US missile attack kills 12 in South Waziristan
10 March, 2012
ISLAMABAD: An American missile attack killed 12 terrorists on the Pakistani side of the Afghan border on Friday, one of only a handful of such strikes this year, Pakistani officials said.
The missile struck in the Mandao district of South Waziristan, a rugged terrorist stronghold where the Pakistan Army has staged offensives in the past, the officials said, giving no further details.
The officials did not give their names because they were not authorised to speak to journalists. It took place hours after al Qaeda confirmed that a strike last month in North Waziristan killed one of its commanders — a success in a CIA-led campaign, but a major source of tension plaguing the relationship between Washington and Islamabad.
The strikes, which began in earnest in 2008, have killed scores of terrorists, including foreign al Qaeda members involved in plotting attacks on the West. Their frequency increased in 2010, when they hit terrorists widely seen as being proxies of the Pakistan Army, causing friction between the US and Pakistan.
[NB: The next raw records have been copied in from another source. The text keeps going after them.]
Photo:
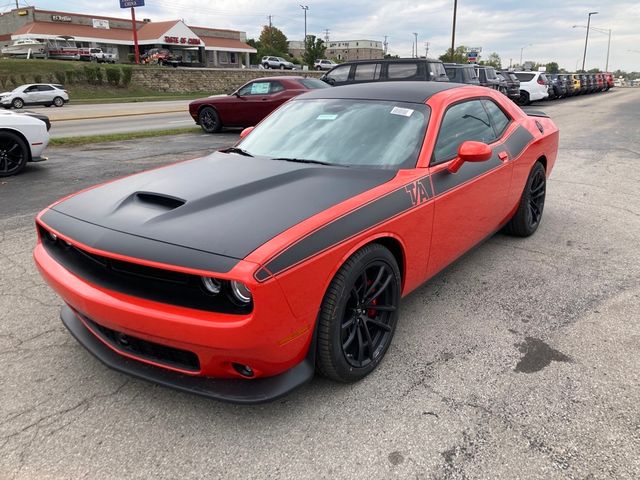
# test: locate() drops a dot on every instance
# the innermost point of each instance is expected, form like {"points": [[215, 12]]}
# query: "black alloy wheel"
{"points": [[529, 214], [358, 315], [14, 154], [209, 120]]}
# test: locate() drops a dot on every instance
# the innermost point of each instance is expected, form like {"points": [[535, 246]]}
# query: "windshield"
{"points": [[343, 132]]}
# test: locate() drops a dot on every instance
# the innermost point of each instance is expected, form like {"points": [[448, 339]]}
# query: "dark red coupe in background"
{"points": [[248, 105]]}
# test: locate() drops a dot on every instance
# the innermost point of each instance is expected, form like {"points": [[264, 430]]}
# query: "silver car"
{"points": [[277, 62], [35, 94]]}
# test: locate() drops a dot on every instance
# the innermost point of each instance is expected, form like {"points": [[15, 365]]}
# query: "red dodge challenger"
{"points": [[250, 103], [241, 274]]}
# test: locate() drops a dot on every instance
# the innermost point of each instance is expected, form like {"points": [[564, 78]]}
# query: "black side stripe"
{"points": [[351, 224], [443, 181]]}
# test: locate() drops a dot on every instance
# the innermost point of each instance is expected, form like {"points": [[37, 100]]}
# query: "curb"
{"points": [[115, 115]]}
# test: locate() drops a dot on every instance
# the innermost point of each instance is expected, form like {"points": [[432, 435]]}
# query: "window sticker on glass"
{"points": [[327, 116], [259, 88], [405, 112]]}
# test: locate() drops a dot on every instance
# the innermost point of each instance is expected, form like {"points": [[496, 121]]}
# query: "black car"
{"points": [[459, 73], [512, 84], [488, 77], [388, 70]]}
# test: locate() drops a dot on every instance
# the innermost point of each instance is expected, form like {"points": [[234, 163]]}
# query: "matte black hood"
{"points": [[225, 204]]}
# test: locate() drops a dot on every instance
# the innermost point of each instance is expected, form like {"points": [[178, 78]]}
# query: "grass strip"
{"points": [[119, 137]]}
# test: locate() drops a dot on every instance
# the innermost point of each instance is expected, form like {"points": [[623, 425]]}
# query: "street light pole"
{"points": [[586, 40], [305, 8], [453, 30]]}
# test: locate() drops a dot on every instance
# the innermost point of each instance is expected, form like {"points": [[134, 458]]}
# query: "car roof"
{"points": [[401, 91]]}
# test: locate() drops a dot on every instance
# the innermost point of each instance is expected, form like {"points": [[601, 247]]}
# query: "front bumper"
{"points": [[229, 390]]}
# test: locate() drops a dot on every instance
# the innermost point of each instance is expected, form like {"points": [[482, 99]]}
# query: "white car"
{"points": [[46, 94], [533, 87], [324, 64], [23, 138]]}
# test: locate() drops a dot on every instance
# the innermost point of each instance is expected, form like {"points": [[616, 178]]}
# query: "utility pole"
{"points": [[305, 8], [584, 57], [453, 30]]}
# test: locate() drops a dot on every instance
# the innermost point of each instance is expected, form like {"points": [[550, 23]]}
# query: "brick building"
{"points": [[203, 46]]}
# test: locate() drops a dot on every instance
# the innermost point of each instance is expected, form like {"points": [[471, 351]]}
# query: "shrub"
{"points": [[113, 75], [60, 76], [127, 72]]}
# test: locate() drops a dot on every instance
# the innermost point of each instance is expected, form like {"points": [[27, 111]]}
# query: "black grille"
{"points": [[172, 357], [157, 284]]}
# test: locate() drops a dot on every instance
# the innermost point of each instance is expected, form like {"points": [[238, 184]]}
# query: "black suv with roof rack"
{"points": [[387, 70]]}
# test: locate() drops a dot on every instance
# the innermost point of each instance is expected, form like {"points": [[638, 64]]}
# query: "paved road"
{"points": [[521, 360]]}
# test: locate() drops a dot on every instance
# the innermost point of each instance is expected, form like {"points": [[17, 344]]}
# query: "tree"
{"points": [[459, 55], [273, 42], [314, 50], [552, 67], [494, 61]]}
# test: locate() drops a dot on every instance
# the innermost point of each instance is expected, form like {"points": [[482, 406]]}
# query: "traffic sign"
{"points": [[131, 3]]}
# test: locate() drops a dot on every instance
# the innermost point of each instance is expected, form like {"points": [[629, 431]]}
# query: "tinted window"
{"points": [[462, 122], [339, 74], [312, 83], [498, 118], [402, 70], [367, 71]]}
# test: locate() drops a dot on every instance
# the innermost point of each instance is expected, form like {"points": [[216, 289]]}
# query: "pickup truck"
{"points": [[97, 55]]}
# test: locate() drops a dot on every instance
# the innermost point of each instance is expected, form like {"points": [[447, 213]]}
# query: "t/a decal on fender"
{"points": [[359, 220]]}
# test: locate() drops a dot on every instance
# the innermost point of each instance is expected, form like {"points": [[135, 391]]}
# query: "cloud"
{"points": [[502, 26]]}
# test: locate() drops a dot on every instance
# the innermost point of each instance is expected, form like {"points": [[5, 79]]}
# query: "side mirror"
{"points": [[470, 151], [246, 132]]}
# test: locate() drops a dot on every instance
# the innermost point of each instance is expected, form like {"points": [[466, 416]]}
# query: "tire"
{"points": [[524, 98], [209, 120], [354, 333], [14, 153], [529, 214]]}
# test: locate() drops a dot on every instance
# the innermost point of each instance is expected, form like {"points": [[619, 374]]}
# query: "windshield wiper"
{"points": [[237, 150], [302, 160]]}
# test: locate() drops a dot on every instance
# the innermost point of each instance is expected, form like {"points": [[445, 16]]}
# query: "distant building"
{"points": [[344, 50]]}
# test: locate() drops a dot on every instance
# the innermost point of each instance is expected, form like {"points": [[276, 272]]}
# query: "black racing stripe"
{"points": [[134, 246], [517, 142], [352, 223], [444, 180]]}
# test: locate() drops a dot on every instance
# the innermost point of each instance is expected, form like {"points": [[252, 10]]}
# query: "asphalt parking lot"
{"points": [[521, 360]]}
Reflecting the tensions, the number of attacks dropped in 2011, and they were cut back even more after November, when US aircraft killed 24 Pakistani troops on the Afghan border. Pakistan blocked US supply routes into Afghanistan in protest and said it was renegotiating its ties with Washington as a result. Faced with strong public anger over the drone attacks, Pakistani officials publicly condemn them as an unacceptable violation of sovereignty that boosts support for extremism.
Privately, the programme has long had some level of official sanction and even cooperation. The confirmation of the death of terrorist commander Badr Mansoor is significant, because he was believed to be behind many of the suicide attacks that have killed scores of Pakistani civilians in recent years.
It could be used by supporters of the campaign in Washington and Islamabad as an example of how drone attacks benefit both countries.